Drink up, keep water flowing

MARIA HOWARD

If you sweat a lot, your outdoor workouts this summer need to be hedged with

caution. Whatever you do, don't forget your water.

Consider this: The Gatorade Sports Science Exchange says an exercising man

can need up to 10 liters of water to replace what the body uses during an

active day, particularly if he's outside in 90-plus-degree heat. Think about

the size of a 2-liter drink container. You'd need to drink five of them to

replenish your fluids.

Normally, people are supposed to drink about 64 ounces of water a day.

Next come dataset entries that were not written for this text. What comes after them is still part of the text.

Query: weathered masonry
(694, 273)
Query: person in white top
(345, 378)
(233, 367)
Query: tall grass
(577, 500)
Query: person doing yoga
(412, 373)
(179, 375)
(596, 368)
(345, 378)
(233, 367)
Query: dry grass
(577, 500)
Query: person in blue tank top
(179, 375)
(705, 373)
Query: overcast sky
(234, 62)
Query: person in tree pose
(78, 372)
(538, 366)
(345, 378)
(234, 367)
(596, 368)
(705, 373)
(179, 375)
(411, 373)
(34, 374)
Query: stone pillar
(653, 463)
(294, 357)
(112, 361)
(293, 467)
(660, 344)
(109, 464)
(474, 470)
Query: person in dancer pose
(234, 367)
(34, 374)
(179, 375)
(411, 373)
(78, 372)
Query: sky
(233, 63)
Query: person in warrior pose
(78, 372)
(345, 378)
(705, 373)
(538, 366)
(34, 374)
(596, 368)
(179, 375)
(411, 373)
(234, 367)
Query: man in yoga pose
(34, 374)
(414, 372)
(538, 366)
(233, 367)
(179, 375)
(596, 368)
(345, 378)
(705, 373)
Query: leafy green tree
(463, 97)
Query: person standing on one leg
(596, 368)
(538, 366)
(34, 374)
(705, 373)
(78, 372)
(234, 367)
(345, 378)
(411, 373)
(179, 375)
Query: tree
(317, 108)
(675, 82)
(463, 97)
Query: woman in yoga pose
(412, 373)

That's eight 8-ounce glasses. Generally, any beverage that doesn't contain

caffeine or alcohol can count toward your overall daily fluid intake. So can

some fruits.

But the heat pushes those needs to a higher level. And exercise adds yet

another dimension.

Most fitness experts recommend drinking water before the start of a workout,

then drinking more every 15 or 20 minutes during the workout, whether it's

inside or outside.

Some exercise programs have water built into the format. Group cycling

classes, for instance, generally require participants to bring a water

bottle. Instructors remind riders to take drinks throughout class.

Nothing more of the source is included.